A **dataloader** creates batches of samples from a dataset so that they can be passed into a model.
- Create a train and test dataloaders using the following commands:
```
train_loader = torch.utils.data.DataLoader(train_set, batch_size=32, shuffle=True)
test_loader = torch.utils.data.DataLoader(test_set, batch_size=32, shuffle=True)
```
- Note that dataloaders are not subscriptable.
- Try to catch one batch of the dataloader and examine it.
- Write a function that reshapes a batch of size $32 \times 1 \times 28 \times 28$ into a tensor of size $784 \times 32$.<br>
(use `torch.squeeze()`, `torch.reshape()`, `torch.flatten()`, `torch.transpose()`, etc.)

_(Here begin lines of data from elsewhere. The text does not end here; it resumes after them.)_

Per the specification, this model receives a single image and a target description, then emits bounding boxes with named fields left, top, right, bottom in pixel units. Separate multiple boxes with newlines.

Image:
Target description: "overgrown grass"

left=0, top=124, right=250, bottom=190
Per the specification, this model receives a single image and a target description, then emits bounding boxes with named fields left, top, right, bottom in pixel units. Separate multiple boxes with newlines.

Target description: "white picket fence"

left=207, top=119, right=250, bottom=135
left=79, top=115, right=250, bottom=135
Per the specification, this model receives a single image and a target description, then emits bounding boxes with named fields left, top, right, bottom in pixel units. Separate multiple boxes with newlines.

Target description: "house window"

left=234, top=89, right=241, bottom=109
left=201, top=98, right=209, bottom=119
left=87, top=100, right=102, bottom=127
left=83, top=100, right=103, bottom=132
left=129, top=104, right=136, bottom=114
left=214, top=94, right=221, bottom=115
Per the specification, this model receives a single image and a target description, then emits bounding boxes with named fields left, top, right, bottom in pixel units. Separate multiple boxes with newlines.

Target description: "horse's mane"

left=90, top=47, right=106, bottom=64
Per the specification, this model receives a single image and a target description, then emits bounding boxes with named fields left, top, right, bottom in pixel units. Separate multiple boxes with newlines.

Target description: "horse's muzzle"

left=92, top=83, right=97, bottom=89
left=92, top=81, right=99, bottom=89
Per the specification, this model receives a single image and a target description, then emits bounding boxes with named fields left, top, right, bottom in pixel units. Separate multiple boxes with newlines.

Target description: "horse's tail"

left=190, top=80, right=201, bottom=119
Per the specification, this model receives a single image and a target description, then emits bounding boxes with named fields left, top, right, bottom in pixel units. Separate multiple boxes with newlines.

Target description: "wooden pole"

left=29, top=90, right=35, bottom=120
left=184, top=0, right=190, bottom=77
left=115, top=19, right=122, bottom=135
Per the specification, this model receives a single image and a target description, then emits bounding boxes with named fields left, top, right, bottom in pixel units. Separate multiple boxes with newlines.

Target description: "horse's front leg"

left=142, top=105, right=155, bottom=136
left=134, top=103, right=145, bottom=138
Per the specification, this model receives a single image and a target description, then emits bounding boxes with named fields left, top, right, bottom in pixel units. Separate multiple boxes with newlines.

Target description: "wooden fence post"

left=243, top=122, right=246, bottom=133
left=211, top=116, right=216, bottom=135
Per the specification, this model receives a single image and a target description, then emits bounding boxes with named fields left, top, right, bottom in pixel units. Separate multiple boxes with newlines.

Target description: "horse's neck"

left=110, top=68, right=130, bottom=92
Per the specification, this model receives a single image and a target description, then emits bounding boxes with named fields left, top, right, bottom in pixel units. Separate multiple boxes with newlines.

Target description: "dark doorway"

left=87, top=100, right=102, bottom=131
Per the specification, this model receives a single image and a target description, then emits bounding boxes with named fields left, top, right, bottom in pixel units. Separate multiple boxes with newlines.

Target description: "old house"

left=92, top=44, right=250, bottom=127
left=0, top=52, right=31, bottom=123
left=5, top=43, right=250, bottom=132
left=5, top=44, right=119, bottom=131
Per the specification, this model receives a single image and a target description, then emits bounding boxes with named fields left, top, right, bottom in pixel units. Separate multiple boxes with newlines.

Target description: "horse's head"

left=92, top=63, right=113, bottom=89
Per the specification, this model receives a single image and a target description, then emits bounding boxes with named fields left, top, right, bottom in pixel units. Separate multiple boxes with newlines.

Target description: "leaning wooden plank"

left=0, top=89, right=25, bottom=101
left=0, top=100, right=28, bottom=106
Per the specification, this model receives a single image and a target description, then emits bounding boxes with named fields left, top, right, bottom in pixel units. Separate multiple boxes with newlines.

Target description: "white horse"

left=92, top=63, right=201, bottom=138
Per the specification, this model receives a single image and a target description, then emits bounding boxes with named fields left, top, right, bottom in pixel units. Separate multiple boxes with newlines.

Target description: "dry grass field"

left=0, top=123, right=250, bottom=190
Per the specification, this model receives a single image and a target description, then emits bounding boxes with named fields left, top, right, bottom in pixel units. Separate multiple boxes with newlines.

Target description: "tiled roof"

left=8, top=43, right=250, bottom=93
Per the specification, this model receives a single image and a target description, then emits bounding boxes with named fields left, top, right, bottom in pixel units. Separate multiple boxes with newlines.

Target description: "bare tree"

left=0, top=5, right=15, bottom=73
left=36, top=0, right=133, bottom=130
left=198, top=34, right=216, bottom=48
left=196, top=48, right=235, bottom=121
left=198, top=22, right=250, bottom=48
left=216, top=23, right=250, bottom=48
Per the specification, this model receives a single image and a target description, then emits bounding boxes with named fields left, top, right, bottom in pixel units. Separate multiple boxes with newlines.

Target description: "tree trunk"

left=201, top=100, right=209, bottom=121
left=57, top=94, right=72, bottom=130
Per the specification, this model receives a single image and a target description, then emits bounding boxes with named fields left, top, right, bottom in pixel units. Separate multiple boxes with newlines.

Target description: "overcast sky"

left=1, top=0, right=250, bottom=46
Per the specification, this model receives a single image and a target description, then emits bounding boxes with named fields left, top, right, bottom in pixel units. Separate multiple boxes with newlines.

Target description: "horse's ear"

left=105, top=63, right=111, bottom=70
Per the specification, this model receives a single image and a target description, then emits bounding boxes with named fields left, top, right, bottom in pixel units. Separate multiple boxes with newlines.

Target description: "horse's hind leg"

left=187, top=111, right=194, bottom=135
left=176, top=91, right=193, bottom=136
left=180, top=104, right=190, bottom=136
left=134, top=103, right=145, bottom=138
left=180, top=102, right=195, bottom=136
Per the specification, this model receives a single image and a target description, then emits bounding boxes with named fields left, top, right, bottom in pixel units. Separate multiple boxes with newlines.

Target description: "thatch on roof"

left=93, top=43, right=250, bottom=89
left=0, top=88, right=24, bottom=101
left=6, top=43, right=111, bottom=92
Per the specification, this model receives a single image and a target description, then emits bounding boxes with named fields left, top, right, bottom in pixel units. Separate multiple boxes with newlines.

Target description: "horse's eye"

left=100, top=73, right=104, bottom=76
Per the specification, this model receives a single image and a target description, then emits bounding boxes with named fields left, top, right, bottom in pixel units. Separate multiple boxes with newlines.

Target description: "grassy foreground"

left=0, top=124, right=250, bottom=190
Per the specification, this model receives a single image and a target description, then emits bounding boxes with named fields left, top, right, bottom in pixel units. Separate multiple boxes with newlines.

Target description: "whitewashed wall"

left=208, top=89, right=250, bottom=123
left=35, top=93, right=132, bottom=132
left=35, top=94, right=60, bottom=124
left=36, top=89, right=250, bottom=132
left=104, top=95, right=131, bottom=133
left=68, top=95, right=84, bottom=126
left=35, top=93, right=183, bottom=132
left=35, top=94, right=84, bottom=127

Instantiate a 4-layer MLP with the following characteristics:
- Layer 1 (or input layer): size 784
- Layer 2: size 128
- Layer 3: size 128
- Layer 4 (or output layer): size 10

- Train your network for 40 epochs with a learning rate of $0.1$.

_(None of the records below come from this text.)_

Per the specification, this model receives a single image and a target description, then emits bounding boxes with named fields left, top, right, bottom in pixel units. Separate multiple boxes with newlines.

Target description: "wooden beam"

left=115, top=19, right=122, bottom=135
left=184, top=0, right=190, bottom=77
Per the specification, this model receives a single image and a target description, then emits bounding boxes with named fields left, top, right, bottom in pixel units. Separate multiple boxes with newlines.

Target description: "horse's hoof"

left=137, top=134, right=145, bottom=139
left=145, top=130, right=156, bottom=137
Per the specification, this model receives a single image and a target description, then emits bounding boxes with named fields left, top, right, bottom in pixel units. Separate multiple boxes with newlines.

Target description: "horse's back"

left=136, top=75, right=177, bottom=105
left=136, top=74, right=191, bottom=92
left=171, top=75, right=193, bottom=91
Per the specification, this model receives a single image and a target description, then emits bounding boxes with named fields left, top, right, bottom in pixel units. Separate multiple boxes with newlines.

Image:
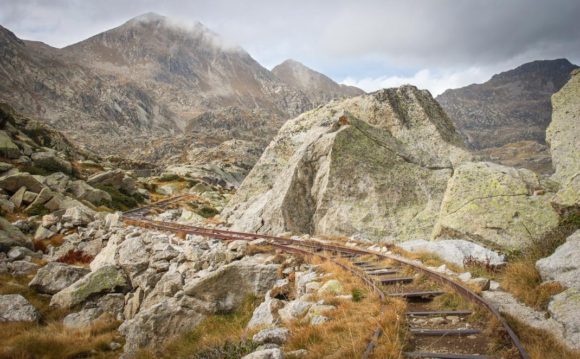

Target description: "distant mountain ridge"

left=0, top=13, right=362, bottom=165
left=437, top=59, right=578, bottom=150
left=272, top=59, right=365, bottom=106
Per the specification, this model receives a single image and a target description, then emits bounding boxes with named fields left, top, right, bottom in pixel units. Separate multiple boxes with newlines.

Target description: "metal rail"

left=122, top=198, right=530, bottom=359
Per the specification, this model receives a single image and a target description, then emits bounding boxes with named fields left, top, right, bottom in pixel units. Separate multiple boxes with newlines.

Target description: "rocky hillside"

left=437, top=59, right=578, bottom=149
left=437, top=59, right=578, bottom=173
left=272, top=59, right=365, bottom=106
left=0, top=14, right=313, bottom=163
left=222, top=86, right=470, bottom=241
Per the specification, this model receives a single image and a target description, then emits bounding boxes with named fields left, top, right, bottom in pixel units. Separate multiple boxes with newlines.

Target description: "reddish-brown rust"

left=122, top=198, right=530, bottom=359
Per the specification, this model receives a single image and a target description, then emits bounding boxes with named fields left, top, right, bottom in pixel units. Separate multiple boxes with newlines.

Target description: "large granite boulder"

left=536, top=230, right=580, bottom=288
left=433, top=162, right=560, bottom=250
left=547, top=69, right=580, bottom=214
left=184, top=259, right=279, bottom=312
left=119, top=296, right=208, bottom=356
left=50, top=265, right=129, bottom=309
left=29, top=262, right=90, bottom=294
left=398, top=239, right=506, bottom=267
left=222, top=87, right=469, bottom=241
left=0, top=294, right=41, bottom=322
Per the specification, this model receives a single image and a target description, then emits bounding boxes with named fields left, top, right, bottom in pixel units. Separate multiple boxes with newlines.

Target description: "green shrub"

left=351, top=288, right=365, bottom=302
left=158, top=173, right=181, bottom=182
left=197, top=206, right=219, bottom=218
left=94, top=184, right=142, bottom=211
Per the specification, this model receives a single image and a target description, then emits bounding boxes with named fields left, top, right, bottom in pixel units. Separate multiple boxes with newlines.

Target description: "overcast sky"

left=2, top=0, right=579, bottom=95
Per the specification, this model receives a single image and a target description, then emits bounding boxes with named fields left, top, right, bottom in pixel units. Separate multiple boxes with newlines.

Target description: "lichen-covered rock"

left=0, top=130, right=20, bottom=159
left=248, top=292, right=284, bottom=329
left=547, top=69, right=580, bottom=213
left=433, top=162, right=560, bottom=250
left=0, top=294, right=41, bottom=322
left=536, top=230, right=580, bottom=288
left=119, top=296, right=208, bottom=356
left=29, top=262, right=90, bottom=294
left=184, top=259, right=279, bottom=312
left=0, top=216, right=32, bottom=252
left=31, top=151, right=73, bottom=174
left=398, top=239, right=506, bottom=267
left=223, top=87, right=469, bottom=241
left=50, top=265, right=129, bottom=309
left=548, top=288, right=580, bottom=350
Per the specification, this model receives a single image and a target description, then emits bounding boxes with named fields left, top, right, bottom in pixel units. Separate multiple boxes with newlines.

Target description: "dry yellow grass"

left=0, top=274, right=121, bottom=359
left=500, top=261, right=564, bottom=310
left=284, top=257, right=408, bottom=358
left=505, top=314, right=580, bottom=359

- Write a ``train()``function that uses your methods ``forward_pass()`` and ``backward_pass()``.
- Compute and store the loss after each batch processing:<br>
    You can one-hot encode the targets and use your function ``loss()``.<br>
    https://pytorch.org/docs/stable/generated/torch.nn.functional.one_hot.html
- Print the loss.

- Write a function ``predict(network, dataloader)`` that returns the targets and predictions of a dataset.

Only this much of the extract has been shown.